Commandez, Seigneur, au néant du péché ; répandez de nouveau un souffle de vie sur cette argile que vos mains ont pétrie. Que tous ces frères morts que nous pleurons depuis si longtemps, et sur lesquels gémit avec les nôtres votre cœur de Sauveur et de Père, entendent aujourd’hui votre voix, et répondent à son doux et puissant appel !

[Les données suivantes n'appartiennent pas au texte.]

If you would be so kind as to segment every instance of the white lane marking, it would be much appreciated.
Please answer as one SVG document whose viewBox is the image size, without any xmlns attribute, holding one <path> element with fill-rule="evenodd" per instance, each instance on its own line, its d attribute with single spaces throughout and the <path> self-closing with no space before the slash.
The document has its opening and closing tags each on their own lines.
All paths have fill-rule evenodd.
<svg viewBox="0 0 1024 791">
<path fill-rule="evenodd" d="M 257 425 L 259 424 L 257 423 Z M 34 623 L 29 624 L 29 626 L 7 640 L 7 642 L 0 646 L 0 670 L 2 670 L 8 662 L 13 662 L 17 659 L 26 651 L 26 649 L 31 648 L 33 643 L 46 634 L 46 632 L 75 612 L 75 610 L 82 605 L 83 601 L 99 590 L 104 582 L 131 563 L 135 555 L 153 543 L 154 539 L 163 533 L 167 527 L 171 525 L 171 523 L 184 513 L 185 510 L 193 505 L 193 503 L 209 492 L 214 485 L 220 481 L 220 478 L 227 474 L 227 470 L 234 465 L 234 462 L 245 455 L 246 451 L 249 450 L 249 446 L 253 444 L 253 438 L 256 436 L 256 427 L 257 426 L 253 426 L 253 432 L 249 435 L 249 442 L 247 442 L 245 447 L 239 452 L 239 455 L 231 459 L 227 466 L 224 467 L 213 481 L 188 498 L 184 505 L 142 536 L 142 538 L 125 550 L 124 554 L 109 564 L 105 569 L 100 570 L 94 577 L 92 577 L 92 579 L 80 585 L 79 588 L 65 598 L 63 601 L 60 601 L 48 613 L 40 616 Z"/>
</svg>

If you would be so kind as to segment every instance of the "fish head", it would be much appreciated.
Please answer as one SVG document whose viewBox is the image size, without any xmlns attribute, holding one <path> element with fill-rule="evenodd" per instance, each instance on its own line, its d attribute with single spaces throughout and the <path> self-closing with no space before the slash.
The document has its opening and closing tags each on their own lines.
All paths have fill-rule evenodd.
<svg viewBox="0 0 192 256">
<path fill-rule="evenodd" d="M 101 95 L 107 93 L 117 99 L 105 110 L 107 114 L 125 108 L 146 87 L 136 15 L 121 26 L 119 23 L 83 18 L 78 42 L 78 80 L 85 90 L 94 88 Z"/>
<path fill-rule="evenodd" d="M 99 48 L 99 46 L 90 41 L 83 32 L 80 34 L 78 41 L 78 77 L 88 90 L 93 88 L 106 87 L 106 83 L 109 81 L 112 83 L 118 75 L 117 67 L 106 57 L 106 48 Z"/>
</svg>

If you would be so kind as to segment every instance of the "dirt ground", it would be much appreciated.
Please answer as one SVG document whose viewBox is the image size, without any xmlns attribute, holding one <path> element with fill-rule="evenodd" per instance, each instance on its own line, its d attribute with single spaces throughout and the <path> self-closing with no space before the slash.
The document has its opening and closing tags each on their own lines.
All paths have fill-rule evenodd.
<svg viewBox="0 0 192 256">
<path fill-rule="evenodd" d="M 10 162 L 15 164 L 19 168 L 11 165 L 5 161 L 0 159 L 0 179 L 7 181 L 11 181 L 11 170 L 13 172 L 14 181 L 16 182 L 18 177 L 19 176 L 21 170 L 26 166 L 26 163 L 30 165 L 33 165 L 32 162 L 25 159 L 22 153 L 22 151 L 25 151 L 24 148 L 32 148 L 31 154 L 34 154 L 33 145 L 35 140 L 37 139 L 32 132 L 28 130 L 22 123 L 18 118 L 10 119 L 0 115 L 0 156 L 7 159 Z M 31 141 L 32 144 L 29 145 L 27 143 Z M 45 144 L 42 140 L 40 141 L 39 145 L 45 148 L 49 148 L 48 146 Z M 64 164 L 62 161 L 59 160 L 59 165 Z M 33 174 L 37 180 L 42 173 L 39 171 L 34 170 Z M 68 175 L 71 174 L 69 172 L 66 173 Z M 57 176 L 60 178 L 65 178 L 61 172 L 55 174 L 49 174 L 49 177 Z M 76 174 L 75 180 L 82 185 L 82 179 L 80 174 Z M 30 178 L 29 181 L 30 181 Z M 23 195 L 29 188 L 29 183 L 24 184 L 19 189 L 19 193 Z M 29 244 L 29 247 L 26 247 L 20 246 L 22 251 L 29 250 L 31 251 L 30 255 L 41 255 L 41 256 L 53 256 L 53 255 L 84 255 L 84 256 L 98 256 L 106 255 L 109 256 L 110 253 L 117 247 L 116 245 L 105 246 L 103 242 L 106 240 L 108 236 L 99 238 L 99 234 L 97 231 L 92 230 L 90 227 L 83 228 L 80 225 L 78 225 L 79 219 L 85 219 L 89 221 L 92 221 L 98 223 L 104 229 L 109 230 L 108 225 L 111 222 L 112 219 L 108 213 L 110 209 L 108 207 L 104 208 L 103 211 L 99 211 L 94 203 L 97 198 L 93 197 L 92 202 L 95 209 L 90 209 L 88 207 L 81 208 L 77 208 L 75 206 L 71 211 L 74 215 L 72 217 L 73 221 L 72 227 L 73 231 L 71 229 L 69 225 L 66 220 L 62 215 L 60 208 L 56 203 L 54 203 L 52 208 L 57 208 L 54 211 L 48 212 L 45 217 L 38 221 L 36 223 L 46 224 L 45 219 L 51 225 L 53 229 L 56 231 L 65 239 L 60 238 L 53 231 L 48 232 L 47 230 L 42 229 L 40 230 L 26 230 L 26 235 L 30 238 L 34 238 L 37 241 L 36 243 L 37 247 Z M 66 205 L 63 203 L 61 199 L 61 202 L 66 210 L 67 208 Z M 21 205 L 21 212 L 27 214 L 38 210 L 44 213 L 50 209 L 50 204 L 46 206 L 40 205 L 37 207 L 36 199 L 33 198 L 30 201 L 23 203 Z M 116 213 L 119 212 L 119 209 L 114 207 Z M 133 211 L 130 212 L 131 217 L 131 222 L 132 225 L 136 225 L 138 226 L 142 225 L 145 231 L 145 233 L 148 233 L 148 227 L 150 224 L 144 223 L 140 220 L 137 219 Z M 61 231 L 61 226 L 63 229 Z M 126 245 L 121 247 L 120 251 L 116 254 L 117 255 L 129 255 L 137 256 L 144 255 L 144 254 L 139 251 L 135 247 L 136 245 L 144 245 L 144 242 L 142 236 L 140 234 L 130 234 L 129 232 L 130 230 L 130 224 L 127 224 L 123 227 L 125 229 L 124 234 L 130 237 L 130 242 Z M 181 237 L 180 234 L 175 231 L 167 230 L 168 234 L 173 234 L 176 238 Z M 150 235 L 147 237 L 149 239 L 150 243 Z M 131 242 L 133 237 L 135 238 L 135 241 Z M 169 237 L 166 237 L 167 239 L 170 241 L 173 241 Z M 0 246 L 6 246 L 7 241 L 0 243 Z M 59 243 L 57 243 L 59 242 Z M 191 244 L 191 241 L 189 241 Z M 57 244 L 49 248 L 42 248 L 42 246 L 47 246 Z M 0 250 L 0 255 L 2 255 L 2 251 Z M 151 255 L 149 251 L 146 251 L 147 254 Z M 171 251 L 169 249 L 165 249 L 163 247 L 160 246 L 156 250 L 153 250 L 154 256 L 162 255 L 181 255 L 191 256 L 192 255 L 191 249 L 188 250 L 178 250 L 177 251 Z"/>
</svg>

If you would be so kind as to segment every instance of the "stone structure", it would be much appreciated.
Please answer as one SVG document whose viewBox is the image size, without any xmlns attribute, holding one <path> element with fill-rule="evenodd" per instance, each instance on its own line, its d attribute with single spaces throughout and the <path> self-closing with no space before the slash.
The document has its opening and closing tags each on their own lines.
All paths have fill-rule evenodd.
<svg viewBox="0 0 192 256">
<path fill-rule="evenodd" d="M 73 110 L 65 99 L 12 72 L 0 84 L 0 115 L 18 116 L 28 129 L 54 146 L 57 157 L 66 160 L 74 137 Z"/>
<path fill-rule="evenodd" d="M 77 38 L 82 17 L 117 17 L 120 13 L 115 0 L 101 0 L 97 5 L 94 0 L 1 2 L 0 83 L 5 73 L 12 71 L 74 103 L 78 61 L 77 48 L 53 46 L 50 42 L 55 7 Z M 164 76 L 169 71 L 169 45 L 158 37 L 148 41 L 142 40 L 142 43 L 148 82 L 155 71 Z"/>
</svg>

Que leurs bouches s’ouvrent pour chanter avec nous l’hymne de la reconnaissance ; que leurs cœurs se dilatent pour vous aimer, pour ne plus vivre que de votre amour ; que leurs âmes se réchauffent au contact de la vôtre, et que la vie abonde où abondait la mort.

O Marie, Vierge immaculée, glorieuse Mère de l’auteur de la vie, vous qui avez donné la vie temporelle à celui qui vous l’a donnée à vous-même et qui l’a donnée à toutes les créatures, vous que l’Église appelle à si juste titre salut des infirmes, refuge des pauvres pécheurs, ah ! soyez touchée de nos misères ; abaissez vos yeux miséricordieux sur la foule qui se presse autour de vos autels.

Voyez toutes ces mains suppliantes qui s’élèvent vers votre trône; prêtez l’oreille à toutes ces voix qui crient vers vous; écoutez surtout celles qui vous demandent le retour à Dieu de tant d’êtres chéris. C’est un père, un frère, un ami, un époux dont on vous supplie d’obtenir la vie et la résurrection spirituelle.

Ne soyez pas insensible, ô vous que nous nommons notre Mère et qui l’êtes en effet, aux larmes de vos tristes enfants. Unissez-vous à nous pour fléchir votre Fils ; parlez-lui en notre faveur, en faveur de ceux que nous aimons, et qui ne savent plus ni le prier eux-mêmes, ni recourir à votre puissante médiation.

Sauvez-les malgré eux, forcez-les à recevoir la vie, à l’aimer, celle vie qui est Jésus, Jésus, votre amour et le nôtre, et que, vaincus par vos bienfaits, touchés de vos bontés maternelles, ils viennent bientôt vous bénir et vous rendre grâces après nous. Ainsi soit-il.